Наверное, раны все-таки сделали меня слабее, раз меня так приятно пробирает слово «муж», которым Дэми награждает меня очень внезапно, стоит рядом оказаться ее бестолковой сестре. Мне не то, чтобы приятно – нет. Просто какая-то часть меня испытывает удовлетворение, что хотя бы в чем-то эта строптивая кошка начала ластиться. Хотя я совсем не уверен, так ли хочу совсем сломить ее волю.
— Перевязку нужно сменить, - говорит северянка и пытается перетянуть меня на себя, чтобы размотать уже противно мокрые и холодные битны.
Позволяю это сделать, опираясь локтем на подлокотник старого и не самого удобного кресла, удобно устроив щеку на кулаке. Тугие локоны то и дело щекочут кожу, когда Дэми наклоняется, чтобы перехватить бинты на лопатках и снять очередной виток.
От нее приятно пахнет чистотой.
И горько –
Но мне в принципе плевать. Чего-то такого я от нее и ожидал. Было бы странно, если бы дикая собака в одночасье стала ручной и ласковой.
Дэми делает последний моток, я чувствую, как рваная рана снова наполняется кровью и черной отравой.
Перед глазами все плывет.
Даже у халларнсокго Потрошителя есть свой предел, болевой порог, после которого хочется свесить руки и позволить смерти вцепиться в горло смертельным поцелуем.
— Боги… - испуганно шепчет Дэми, взвивается на ноги и смотрит на меня с таким испугом, что я невольно улыбаюсь. – Что это, халларнец? Что… ты такое?
Но ее удивление – это только часть десерта.
Куда интереснее наблюдать за тем, как меняется лицо моей дикой кошки, когда она снова и снова пытливо вглядывается в то, что расползлось по моей груди, и понимает, что не хочет знать правду, потому что она может быть слишком ужасной.

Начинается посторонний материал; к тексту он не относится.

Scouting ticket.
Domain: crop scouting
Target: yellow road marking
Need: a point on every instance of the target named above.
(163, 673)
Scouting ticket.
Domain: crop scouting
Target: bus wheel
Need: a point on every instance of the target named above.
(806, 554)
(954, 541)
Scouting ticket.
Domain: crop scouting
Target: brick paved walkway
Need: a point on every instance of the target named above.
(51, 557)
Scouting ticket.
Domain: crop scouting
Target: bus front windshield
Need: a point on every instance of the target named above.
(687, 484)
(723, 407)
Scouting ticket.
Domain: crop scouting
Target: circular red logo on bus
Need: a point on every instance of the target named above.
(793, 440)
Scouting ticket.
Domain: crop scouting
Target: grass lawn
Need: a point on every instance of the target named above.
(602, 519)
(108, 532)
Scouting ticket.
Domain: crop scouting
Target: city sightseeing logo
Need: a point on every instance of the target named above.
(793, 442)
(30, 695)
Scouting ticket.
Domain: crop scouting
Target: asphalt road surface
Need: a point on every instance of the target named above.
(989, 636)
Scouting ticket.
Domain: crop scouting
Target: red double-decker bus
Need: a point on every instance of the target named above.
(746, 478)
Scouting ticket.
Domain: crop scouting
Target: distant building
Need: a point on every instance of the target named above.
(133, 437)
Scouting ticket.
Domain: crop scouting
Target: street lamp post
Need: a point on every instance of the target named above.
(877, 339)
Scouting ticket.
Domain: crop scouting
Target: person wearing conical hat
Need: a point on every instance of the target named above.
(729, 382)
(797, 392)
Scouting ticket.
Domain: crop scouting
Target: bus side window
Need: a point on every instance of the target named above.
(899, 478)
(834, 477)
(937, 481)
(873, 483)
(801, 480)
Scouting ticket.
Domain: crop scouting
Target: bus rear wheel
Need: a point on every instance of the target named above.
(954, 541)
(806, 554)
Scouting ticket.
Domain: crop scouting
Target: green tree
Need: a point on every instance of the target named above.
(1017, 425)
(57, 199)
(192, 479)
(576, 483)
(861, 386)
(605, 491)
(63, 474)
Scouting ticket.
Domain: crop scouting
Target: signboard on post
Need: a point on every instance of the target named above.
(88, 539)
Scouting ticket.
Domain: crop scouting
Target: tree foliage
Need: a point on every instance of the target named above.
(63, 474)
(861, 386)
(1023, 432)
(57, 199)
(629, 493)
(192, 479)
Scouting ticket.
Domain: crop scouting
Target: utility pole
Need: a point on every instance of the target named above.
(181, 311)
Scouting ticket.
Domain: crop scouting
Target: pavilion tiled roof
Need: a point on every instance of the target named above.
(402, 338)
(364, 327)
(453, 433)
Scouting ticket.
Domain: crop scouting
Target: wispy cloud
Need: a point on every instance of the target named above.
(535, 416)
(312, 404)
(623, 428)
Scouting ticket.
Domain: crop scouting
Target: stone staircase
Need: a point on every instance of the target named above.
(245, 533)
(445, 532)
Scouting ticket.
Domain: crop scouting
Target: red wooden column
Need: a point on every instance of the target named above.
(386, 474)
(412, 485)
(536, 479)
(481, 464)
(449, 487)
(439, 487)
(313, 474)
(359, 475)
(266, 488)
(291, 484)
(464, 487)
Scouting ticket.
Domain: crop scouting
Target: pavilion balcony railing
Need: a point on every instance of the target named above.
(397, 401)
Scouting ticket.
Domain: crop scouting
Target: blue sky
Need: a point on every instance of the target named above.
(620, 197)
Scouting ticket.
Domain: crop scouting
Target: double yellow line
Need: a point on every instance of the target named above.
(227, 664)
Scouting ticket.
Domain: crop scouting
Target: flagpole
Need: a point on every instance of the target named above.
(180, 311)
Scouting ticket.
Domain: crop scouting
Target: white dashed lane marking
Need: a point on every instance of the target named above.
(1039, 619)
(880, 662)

Я могу пожалеть Дэми: в конце концов, она старается, корчит женушку, даже нацепила передник поверх красивого платья. Хоть наверняка ждет не дождется, когда получит право всадить в меня иглу и сделать первый стежок.
— Я – твой муж, - не могу отказать себе в удовольствии немного ее подразнить.

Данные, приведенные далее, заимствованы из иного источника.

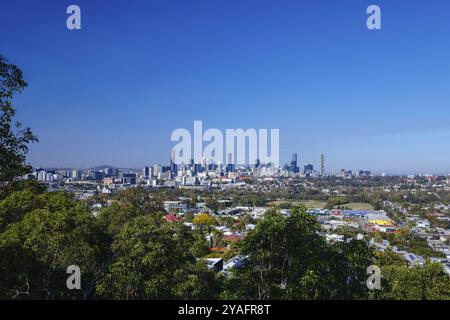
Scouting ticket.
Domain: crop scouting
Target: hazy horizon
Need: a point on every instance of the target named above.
(114, 91)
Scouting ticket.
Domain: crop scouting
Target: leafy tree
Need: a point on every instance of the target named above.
(14, 139)
(288, 259)
(129, 204)
(155, 262)
(36, 249)
(427, 282)
(204, 221)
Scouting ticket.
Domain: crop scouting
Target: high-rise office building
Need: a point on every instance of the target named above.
(308, 169)
(146, 172)
(293, 166)
(230, 164)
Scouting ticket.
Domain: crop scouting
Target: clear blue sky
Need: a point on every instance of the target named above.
(113, 92)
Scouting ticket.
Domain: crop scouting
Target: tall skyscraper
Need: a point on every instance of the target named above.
(173, 165)
(322, 164)
(146, 172)
(293, 166)
(230, 165)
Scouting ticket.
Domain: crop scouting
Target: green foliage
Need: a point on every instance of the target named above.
(49, 232)
(288, 259)
(428, 282)
(154, 261)
(14, 139)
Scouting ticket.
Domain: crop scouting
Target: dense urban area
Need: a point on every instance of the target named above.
(211, 231)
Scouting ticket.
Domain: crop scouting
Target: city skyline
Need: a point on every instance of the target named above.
(115, 90)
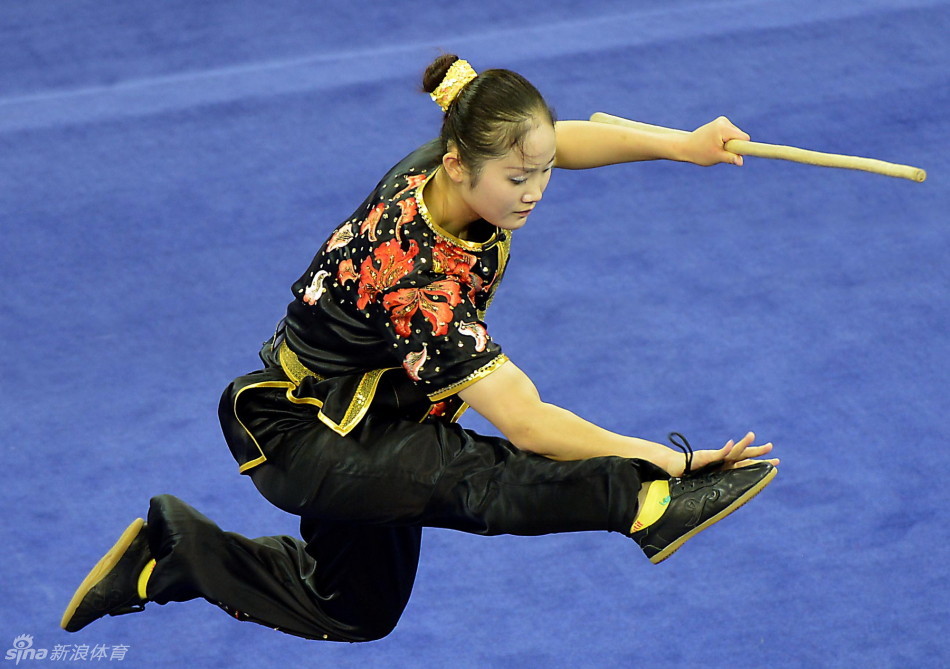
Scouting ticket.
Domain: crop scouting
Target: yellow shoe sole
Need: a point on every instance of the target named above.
(106, 564)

Усталость и боль – не лучшие спутники для человека, который в последние месяцы видел мертвых гораздо чаще, чем живых. Я, дьявол задери, заслуживаю немного личного удовольствия. Раз уж пока что не способен бросить северянку на постель и показать ей, почему в нашей семье будет мир и покой.

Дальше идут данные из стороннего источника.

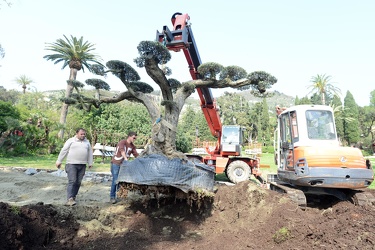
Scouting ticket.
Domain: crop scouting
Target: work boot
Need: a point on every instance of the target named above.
(71, 202)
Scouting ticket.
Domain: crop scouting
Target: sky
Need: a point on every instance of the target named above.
(293, 40)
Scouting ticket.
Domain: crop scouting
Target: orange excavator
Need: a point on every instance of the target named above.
(226, 156)
(312, 164)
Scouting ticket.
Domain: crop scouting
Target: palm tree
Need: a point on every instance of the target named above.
(322, 86)
(23, 81)
(77, 54)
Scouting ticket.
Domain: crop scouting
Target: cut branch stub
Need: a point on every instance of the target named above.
(98, 84)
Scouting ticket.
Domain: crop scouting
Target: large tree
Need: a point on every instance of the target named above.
(165, 115)
(77, 54)
(321, 85)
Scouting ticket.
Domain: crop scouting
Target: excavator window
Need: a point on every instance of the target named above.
(320, 125)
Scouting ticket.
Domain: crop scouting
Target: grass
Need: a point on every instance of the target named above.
(47, 162)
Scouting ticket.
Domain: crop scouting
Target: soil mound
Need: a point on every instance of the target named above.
(243, 216)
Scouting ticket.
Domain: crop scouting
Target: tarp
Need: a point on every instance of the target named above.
(158, 170)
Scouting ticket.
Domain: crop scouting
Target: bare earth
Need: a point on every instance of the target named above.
(245, 216)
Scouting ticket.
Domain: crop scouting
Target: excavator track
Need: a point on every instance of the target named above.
(297, 196)
(362, 198)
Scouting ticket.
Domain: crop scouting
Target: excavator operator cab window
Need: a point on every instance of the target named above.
(231, 135)
(320, 125)
(294, 125)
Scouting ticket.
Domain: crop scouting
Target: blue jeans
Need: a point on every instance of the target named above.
(75, 174)
(115, 169)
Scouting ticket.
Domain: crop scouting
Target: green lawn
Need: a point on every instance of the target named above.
(48, 163)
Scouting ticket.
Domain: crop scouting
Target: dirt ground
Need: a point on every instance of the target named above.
(244, 216)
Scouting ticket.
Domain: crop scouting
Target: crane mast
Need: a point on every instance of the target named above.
(182, 38)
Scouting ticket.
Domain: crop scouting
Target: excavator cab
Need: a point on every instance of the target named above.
(231, 140)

— Ты понимаешь, о чем я говорю, - все-так же испуганно говорит Дэми.
— … говорю, господин, - подсказываю правильное окончание фразы. Я простил это раз. И то лишь потому, что не мог налюбоваться на это вытянутое от ужаса личико.
— Господин, - после заминки повторяет Дэми и на мгновение опускает взгляд в пол. И снова на меня, теперь уже с откровенной неприязнью, если не сказать – отвращением. – Моих лекарских навыков не хватит…
Я киваю, охотно соглашаясь, потому что мое личное проклятье – диковинка даже для халларнов, а мы видели гораздо большее, чем стальные летающие машины и ходящие на железных ногах ветераны славных битв. Дэми даже не догадывается, что видит практически чудо: смерть, дарящую жизнь, зло, дарящее силу.
И наш будущих сын будет венцом этого творения.
— Недавно, после боя, моему хирурганту показалось, что он не сможет справиться с моими ранами. Он был молод, неопытен и, как я быстро понял, очень труслив, хотя и умен. Пришлось как следует его припугнуть, чтобы он выполнил то, что должно. Мальчишке было лет двадцать, он наверняка бы достиг больших высот в своем кровавом мастерстве. Но. – Я нарочно выдерживаю паузу, давая Дэми шанс додумать окончание моей байки. Она все равно ни за что не угадает. – Он был слабым. Слабые люди не способны на великие дела и решительные поступки. Слабость – это пересол на столе. Чумное пятно на еще здоровом человеке. Дырка от крысиного укуса, когда еще нет лихорадки. Подпиленный сук.